Bevor ich meine Meinung zum Abschuss dieser genialen Reihe schreibe, möchte ich kurz sagen, dass ich das Cover von Blutschickal liebe. Es passt zwar optisch nicht so gut zu den anderen beiden Bänden aber ich liebe dieses Blau! Es wirkt auf mich beruhigend und irgendwie passt es zum Ende der Geschichte.
 
Die Reise durch Ruann findet nach knapp 2000 Seiten ihr Ende. Es war nicht immer leichte Kost, aber eine absolut lohnenswerte Geschichte, die ich wirklich weiter empfehlen kann. Das wir hier keine süße Romantasy Story erleben sollte ja bereits nach dem ersten Band schon sehr klar gewesen sein und das finde ich auch gut so. Daniela hat ihren Roten Faden zu keiner Zeit verloren, sie hat es geschafft mich durch diese Welt zu führen ohne, dass ich mich verloren gefühlt habe. Es gab  zwar hin und wieder Handlungen, die ich doppelt lesen musste um sie zu verstehen, aber das ist bei einer High Fantasy Geschichte keine Seltenheit.

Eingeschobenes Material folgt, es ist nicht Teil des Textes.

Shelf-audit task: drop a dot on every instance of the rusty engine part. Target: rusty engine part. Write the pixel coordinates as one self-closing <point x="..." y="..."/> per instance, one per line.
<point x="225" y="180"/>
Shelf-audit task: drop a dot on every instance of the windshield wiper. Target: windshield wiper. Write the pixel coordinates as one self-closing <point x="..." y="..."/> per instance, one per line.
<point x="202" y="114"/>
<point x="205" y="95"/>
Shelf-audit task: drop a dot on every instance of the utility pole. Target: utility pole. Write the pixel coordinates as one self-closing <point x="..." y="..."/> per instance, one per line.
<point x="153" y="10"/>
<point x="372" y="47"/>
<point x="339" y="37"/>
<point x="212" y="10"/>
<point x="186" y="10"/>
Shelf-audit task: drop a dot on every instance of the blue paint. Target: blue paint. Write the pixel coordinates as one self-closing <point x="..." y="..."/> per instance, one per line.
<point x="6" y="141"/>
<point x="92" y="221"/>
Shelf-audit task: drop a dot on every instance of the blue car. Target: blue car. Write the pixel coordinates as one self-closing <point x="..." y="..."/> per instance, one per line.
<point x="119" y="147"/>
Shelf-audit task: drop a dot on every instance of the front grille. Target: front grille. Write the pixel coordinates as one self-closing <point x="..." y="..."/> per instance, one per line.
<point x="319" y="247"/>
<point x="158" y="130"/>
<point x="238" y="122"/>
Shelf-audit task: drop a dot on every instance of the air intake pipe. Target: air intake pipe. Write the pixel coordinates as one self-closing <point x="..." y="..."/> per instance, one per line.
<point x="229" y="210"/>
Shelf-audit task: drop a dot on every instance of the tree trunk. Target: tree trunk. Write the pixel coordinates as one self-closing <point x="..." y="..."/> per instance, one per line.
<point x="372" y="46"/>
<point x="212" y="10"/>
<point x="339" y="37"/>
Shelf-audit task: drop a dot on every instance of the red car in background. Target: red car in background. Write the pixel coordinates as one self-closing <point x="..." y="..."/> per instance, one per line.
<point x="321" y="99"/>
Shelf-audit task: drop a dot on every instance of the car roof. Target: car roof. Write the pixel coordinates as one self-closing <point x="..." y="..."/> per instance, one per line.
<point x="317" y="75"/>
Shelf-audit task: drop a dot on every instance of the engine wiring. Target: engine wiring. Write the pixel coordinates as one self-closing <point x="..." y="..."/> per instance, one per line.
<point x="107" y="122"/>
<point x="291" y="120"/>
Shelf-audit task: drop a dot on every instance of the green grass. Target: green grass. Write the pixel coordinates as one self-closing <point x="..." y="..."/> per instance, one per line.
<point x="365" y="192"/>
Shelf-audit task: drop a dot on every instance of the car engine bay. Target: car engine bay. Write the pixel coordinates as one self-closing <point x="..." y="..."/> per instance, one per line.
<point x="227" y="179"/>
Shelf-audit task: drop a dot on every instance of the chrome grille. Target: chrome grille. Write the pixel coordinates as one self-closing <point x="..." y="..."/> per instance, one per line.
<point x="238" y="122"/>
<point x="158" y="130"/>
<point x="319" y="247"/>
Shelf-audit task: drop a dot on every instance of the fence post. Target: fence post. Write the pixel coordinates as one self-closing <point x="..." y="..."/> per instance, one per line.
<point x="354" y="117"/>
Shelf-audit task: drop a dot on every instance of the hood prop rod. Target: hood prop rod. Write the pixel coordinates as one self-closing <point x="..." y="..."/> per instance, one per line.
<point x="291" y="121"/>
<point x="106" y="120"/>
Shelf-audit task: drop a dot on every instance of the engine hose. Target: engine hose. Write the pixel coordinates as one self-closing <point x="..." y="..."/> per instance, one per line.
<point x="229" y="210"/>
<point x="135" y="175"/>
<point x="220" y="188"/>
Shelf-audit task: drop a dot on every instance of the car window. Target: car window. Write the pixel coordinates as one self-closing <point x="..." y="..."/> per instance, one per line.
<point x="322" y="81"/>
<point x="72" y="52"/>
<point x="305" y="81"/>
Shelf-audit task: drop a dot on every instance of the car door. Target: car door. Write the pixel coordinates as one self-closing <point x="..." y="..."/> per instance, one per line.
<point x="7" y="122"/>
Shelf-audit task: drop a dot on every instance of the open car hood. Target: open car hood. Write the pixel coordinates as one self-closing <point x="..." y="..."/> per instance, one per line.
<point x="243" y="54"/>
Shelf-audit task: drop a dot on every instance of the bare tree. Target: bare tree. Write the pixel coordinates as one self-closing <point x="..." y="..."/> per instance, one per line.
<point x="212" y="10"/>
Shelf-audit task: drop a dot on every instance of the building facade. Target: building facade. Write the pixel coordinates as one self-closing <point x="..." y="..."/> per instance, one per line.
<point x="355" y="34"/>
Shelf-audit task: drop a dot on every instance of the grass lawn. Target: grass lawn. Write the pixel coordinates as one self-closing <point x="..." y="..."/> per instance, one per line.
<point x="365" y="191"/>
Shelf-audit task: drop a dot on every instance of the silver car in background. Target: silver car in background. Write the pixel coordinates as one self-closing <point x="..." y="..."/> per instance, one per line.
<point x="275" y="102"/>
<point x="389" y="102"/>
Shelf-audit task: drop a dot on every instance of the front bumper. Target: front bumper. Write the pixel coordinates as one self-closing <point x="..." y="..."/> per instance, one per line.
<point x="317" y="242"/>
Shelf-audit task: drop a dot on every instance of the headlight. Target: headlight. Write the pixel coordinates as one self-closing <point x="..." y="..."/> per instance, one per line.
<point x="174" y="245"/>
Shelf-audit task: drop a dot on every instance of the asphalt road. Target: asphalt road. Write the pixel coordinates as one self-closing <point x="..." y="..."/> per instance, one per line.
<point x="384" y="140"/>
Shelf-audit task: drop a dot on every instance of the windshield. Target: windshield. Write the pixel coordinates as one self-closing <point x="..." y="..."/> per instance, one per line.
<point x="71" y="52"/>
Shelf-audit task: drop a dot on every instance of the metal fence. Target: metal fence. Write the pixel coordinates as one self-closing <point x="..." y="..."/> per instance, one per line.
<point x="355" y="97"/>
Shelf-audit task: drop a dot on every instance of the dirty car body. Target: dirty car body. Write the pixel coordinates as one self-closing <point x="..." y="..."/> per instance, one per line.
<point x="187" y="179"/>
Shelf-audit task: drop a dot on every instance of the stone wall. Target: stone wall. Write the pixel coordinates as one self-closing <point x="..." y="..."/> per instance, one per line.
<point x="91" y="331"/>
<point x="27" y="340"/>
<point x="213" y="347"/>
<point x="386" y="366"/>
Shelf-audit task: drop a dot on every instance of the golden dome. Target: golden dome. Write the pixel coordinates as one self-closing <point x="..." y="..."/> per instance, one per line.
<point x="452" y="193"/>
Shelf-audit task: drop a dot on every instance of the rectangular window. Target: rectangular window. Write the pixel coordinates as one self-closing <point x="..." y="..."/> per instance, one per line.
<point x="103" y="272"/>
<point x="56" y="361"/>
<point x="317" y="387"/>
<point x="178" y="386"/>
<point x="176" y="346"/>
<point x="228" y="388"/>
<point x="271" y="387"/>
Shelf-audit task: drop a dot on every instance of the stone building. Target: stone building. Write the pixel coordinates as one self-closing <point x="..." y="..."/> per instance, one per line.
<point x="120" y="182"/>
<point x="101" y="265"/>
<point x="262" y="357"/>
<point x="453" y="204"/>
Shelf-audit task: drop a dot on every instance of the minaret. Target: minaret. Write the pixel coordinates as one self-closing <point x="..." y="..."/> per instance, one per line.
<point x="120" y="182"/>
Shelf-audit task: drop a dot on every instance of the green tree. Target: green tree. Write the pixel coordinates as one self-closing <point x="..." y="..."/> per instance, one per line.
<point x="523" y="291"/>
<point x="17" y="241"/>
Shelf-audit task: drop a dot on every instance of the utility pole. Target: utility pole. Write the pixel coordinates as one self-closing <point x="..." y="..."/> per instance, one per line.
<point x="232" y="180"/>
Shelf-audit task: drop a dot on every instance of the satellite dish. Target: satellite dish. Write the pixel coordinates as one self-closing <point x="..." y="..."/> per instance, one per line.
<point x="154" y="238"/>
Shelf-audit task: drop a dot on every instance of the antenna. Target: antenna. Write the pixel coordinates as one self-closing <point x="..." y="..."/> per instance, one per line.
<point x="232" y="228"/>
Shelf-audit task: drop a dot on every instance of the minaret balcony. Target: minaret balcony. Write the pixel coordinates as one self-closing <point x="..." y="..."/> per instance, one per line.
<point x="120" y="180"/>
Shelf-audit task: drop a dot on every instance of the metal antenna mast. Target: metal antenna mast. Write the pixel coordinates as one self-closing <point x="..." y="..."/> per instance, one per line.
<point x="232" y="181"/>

Auch wenn ich bereits meine Lieblingscharaktere hatte, gab es keine richtig emotionale Verbindung z den Protagonisten. Und trotzdem hat mir der dritte Band eine kleine Achterbahnfahrt der Emotionen geschenkt. Unerwartete Wendungen und gut durchdachte Handlungen, die von Anfang an genial aufgebaut waren, runden diese Reihe ab.

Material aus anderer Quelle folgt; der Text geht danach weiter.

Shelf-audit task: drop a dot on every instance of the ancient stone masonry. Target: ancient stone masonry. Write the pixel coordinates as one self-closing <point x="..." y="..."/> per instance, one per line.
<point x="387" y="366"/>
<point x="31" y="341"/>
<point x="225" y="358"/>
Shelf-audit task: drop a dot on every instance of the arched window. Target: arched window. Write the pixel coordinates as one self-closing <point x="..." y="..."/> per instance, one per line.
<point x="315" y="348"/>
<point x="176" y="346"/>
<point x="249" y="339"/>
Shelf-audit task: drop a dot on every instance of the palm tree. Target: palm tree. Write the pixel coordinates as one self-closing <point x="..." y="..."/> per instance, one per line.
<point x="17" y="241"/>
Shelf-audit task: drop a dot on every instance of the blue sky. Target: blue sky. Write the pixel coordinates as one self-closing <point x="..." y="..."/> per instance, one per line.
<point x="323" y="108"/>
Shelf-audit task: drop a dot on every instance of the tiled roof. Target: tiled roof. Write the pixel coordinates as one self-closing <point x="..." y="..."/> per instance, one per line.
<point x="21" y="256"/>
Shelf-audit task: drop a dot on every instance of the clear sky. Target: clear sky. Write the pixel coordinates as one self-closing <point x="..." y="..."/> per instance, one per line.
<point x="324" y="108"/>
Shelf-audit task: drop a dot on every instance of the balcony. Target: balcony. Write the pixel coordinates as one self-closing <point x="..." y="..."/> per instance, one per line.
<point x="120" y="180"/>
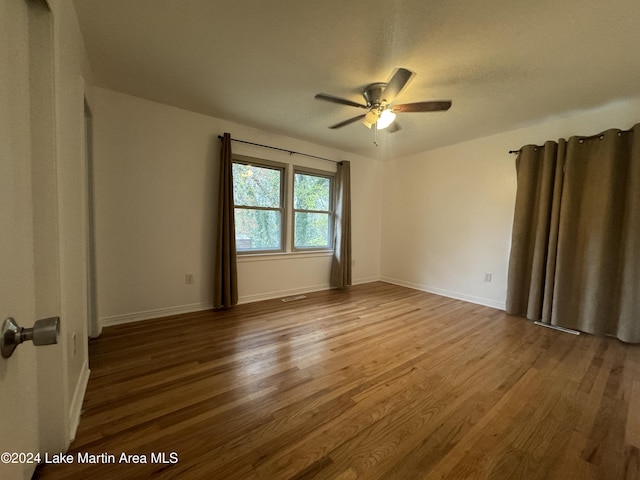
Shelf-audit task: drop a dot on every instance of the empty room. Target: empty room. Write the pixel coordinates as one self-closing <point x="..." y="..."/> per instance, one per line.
<point x="333" y="240"/>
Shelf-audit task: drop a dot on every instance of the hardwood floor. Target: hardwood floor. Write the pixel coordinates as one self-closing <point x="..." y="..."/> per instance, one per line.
<point x="379" y="382"/>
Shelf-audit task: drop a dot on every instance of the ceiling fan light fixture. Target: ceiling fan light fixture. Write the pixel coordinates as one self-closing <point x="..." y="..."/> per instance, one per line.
<point x="370" y="118"/>
<point x="386" y="118"/>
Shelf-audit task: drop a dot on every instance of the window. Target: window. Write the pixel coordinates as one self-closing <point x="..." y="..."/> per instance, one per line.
<point x="258" y="195"/>
<point x="264" y="212"/>
<point x="312" y="210"/>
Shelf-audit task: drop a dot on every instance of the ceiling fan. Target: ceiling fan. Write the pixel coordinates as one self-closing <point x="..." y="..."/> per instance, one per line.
<point x="378" y="98"/>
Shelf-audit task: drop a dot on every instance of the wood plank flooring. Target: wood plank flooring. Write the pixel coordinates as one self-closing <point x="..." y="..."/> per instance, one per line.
<point x="378" y="382"/>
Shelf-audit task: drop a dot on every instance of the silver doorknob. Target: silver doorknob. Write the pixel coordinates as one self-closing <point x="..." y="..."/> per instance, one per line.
<point x="43" y="332"/>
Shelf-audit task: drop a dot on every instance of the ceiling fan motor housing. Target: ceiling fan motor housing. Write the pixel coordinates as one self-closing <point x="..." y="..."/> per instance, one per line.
<point x="373" y="93"/>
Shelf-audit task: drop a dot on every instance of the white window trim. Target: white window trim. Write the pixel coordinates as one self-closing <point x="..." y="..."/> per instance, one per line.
<point x="288" y="250"/>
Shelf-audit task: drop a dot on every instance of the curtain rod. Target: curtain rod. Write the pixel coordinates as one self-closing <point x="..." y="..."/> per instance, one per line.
<point x="290" y="152"/>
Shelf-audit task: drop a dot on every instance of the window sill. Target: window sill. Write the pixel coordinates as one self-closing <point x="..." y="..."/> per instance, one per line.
<point x="263" y="257"/>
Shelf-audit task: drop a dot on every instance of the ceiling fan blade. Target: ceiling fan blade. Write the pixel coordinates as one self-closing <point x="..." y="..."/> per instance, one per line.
<point x="422" y="107"/>
<point x="347" y="122"/>
<point x="342" y="101"/>
<point x="399" y="80"/>
<point x="394" y="127"/>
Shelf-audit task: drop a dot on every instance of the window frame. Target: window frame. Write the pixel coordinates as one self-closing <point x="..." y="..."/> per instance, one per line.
<point x="331" y="212"/>
<point x="282" y="209"/>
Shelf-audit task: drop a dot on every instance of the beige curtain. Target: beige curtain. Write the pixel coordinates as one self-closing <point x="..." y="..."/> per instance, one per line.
<point x="575" y="253"/>
<point x="225" y="278"/>
<point x="341" y="264"/>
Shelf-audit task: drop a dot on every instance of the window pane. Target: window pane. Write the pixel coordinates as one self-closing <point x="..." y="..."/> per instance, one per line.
<point x="311" y="230"/>
<point x="257" y="229"/>
<point x="255" y="186"/>
<point x="311" y="192"/>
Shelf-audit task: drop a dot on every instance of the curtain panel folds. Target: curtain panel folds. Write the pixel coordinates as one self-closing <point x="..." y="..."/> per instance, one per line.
<point x="575" y="251"/>
<point x="341" y="263"/>
<point x="225" y="277"/>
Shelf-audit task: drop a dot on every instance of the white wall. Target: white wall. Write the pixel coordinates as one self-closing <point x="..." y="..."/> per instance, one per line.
<point x="156" y="171"/>
<point x="70" y="70"/>
<point x="447" y="213"/>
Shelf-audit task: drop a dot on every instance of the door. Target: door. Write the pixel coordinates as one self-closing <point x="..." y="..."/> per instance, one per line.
<point x="19" y="435"/>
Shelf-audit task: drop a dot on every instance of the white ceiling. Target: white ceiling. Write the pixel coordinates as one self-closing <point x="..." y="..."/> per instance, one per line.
<point x="504" y="63"/>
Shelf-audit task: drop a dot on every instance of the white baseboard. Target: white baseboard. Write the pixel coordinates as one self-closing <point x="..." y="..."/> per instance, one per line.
<point x="156" y="313"/>
<point x="75" y="409"/>
<point x="360" y="281"/>
<point x="487" y="302"/>
<point x="282" y="293"/>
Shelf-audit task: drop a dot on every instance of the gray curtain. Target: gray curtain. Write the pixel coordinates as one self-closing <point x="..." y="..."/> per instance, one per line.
<point x="575" y="252"/>
<point x="341" y="264"/>
<point x="225" y="277"/>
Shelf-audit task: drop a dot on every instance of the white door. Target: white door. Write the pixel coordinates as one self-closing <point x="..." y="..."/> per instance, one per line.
<point x="19" y="436"/>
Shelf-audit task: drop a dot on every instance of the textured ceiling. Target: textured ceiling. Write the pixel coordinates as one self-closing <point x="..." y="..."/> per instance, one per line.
<point x="504" y="63"/>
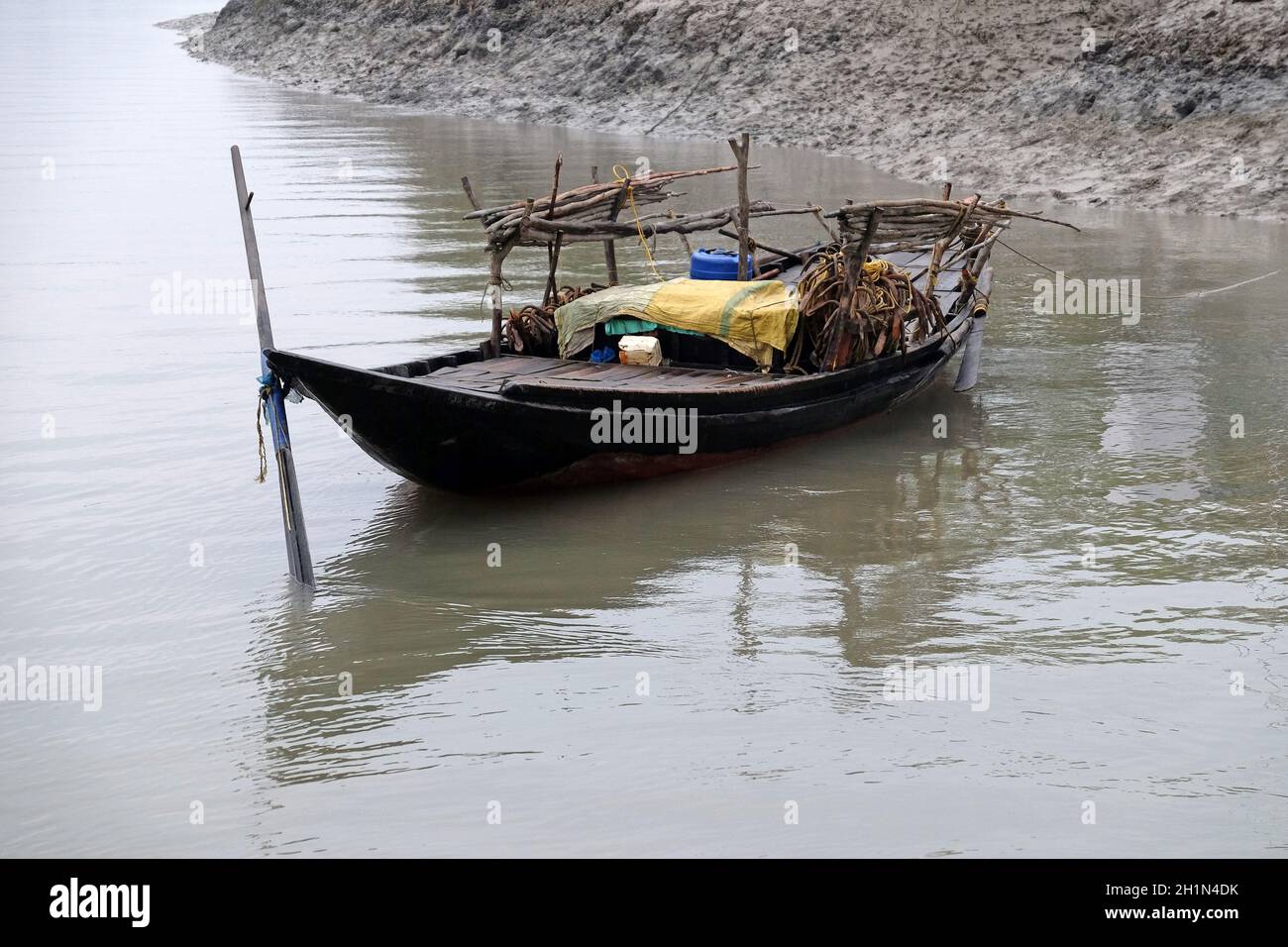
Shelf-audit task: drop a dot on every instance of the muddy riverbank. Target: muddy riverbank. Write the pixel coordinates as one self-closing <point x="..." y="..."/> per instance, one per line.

Es ist keine Reihe, die man mal eben nebenbei liest, sondern eine Reihe auf die man sich einlassen muss und für die man Zeit braucht. Die Gewalt, die Magie, das gesamte Konstrukt ist komplex und teilweise schwer zu verdauen.
Macht es Spaß zu lesen? Absolut.
Ist es ein Buch was man in einem Zug liest? Eher nicht.
Manchmal war es mir einfach ein bisschen zu viel des Ganzen, weswegen ich es für 1-2 Tage beiseitelegen musste. Obwohl ich wissen wollte, wie es weitergeht.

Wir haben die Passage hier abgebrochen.